25 de mayo de 2017

La esforzada vida del turista

Las palabras y la vida
Alberto Martín Baró

Los viajes turísticos siguen ocupando un lugar privilegiado en las preferencias de gentes de toda clase y condición. Cuando al participante en un concurso televisivo el presentador le pregunta qué haría con el dinero del premio si lo ganara, la respuesta incluye casi indefectiblemente un viaje a alguno de los destinos consagrados por la demanda de los turistas de todo el mundo.
Debo de ser de las pocas personas de mi edad y posición que, a estas alturas de la vida, no había estado nunca en Italia. ¿Cómo, que ni siquiera había viajado a Roma? Pues, mire usted, no. Así que, aprovechando una ventajosa oferta de la Comunidad de Madrid en colaboración con El Corte Inglés, mi mujer, que ella sí conocía la Ciudad Eterna, y yo hemos recorrido ciudades italiana tan típicas y tópicas como Venecia, Padua, Pisa, Florencia, Siena, Asís y, claro está, Roma.
No teman que les vaya a endosar un relato pormenorizado de nuestras visitas a monumentos, templos, plazas, fuentes, palacios, museos, etc., en compañía de 46 esforzados miembros de un grupo dirigido por un experto guía.
Pero déjenme que comparta con ustedes algunas de las impresiones y reflexiones que el citado periplo me ha suscitado.
Lo primero que a un turista accidental y poco avezado en estas lides como yo le llama la atención es la masiva concentración de visitantes procedentes de los más diversos países en las citadas ciudades y, dentro de estas, en los más afamados centros de interés turístico, artístico o cultural. Se forman interminables colas para entrar en las basílicas, en los museos o en otros edificios de reconocida fama que cualquier persona medianamente culta ha podido contemplar en fotos, postales, películas, libros y vídeos de arte.
Una pregunta que no me resisto a formular, a formularme, es qué añade la visión in situ, en la realidad, de una obra de arte que tantas veces y con mayor detalle hemos contemplado en fieles reproducciones, sin estar apretujados y empujados por multitudes de grupos conducidos por sus respectivos guías. Guías que, para no perdernos quienes los seguimos, portan unos a modo de estandartes con cintas de colores.
Por ejemplo, un recorrido virtual por la Capilla Sixtina ¿no nos informa mejor sobre las maravillosas pinturas de Miguel Ángel que la atropellada visita al espacio real de la misma?
La no menos famosa Piedad del escultor, arquitecto y pintor oriundo de la villa toscana de Caprese está protegida por una mampara de cristal que dificulta su visión.
Por ello, cuando en la Explanada de la Plaza de los Milagros de Pisa se abre ante nuestros ojos la dilatada blancura marmórea del conjunto que forman la catedral, el baptisterio y la torre inclinada del campanile, rodeados de verdes praderas, el alma experimenta un luminoso y exaltado gozo, que nos incita a mi mujer y a mí a tendernos en la hierba como jóvenes estudiantes en un campus universitario.
Así, la esforzada vida del turista, llena de madrugones y caminatas, tiene sus gratas compensaciones, como sentarse en la terraza de un café de Florencia fundado en 1939, año de mi nacimiento, divisando parte de la fachada y la torre de la basílica catedral Santa Maria del Fiore, cuyo interior ya habíamos visitado.
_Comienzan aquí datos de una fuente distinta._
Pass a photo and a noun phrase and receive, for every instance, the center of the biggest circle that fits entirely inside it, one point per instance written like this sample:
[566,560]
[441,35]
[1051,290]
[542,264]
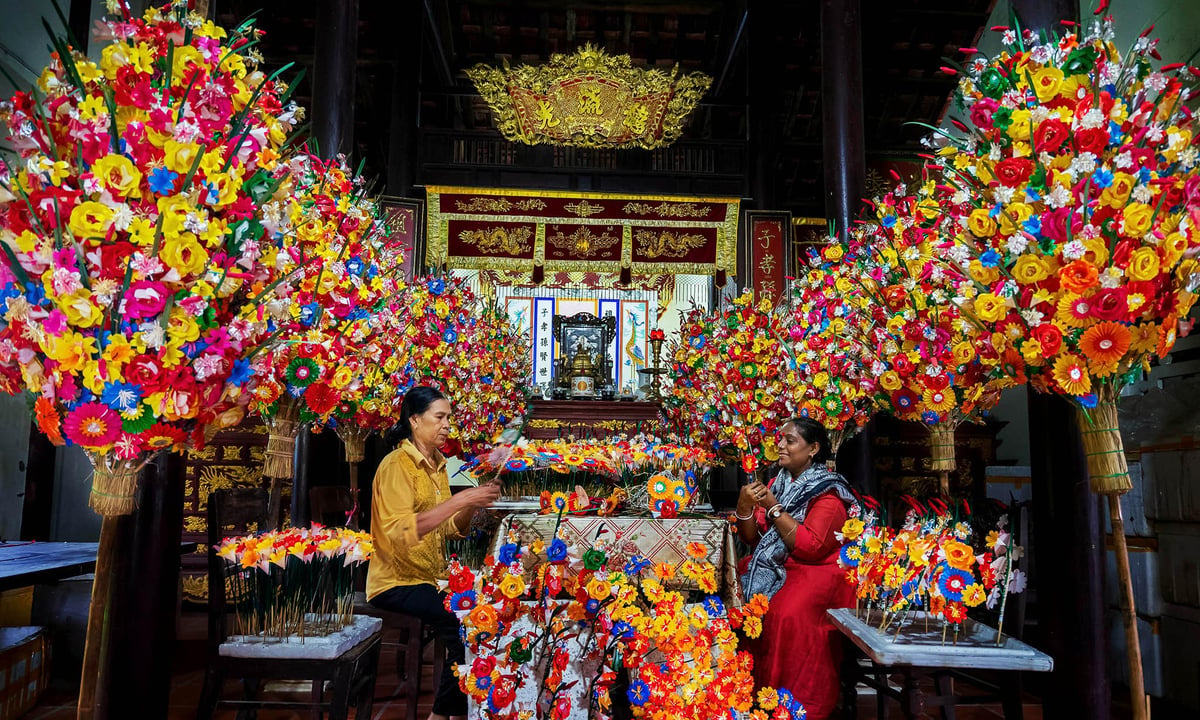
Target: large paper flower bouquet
[727,381]
[557,645]
[342,275]
[1077,191]
[136,216]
Ya sé, la respuesta a mi pregunta sobre las ventajas de una visita real a cualquier obra artística es compleja, pero me atrevería a esbozarla de la siguiente manera: las pinturas, las esculturas, las construcciones religiosas o civiles, los monumentos cargados de historia, percibidos en su entidad física, transmiten al observador una sensación de verismo y una indescriptible emoción, como ocurre con la música escuchada en vivo y en directo a una orquesta sinfónica.
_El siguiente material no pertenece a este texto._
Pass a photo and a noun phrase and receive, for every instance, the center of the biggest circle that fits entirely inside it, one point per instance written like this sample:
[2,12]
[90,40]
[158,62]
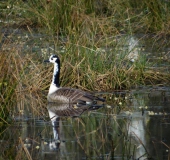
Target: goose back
[74,96]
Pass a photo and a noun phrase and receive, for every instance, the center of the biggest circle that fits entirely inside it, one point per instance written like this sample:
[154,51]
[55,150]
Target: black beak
[47,61]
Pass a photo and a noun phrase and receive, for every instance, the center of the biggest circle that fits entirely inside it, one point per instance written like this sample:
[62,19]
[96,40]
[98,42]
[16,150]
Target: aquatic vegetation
[92,17]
Sí, yo, como millones de turistas, he lanzado de espaldas mi moneda al agua de la Fontana di Trevi, con el deseo de volver a esta plaza y a tantas otras, con sus fuentes, templos y torres.
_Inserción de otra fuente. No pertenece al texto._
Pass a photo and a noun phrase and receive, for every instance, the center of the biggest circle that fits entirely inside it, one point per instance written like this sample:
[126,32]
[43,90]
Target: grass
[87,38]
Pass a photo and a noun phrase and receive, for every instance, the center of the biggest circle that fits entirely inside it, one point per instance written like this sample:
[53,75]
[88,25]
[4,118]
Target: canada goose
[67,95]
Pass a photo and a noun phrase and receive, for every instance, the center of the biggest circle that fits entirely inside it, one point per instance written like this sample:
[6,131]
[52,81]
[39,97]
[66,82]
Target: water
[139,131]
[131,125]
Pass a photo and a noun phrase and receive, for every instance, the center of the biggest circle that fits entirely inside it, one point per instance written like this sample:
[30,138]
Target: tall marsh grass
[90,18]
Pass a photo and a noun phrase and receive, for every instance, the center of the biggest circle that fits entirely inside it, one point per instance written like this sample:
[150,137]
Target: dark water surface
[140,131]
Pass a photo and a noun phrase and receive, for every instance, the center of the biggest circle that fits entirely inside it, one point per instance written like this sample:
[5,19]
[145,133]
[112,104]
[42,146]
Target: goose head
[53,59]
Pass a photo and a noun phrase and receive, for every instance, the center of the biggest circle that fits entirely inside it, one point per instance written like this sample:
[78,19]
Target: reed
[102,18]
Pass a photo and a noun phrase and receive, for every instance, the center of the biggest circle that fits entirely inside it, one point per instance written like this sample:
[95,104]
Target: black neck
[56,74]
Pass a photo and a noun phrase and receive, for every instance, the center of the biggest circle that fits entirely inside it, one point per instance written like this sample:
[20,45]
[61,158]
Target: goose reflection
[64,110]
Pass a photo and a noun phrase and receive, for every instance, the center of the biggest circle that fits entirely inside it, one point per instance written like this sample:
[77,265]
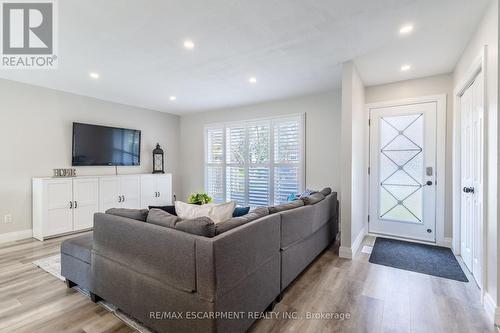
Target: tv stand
[67,205]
Y en la Plaza de España creemos cruzarnos con Audrey Hepburn y Gregory Peck de vacaciones a lomos de una Vespa.

Se ha afirmado con razón que lo importante no es cambiar de lugar, sino cambiar la mirada. Los duros viajes turísticos nos ayudan a educar la mirada, a descubrir las intenciones de los artistas, a llenar el alma de imágenes, de luces, que luego rebobinamos en los momentos de sequía interior.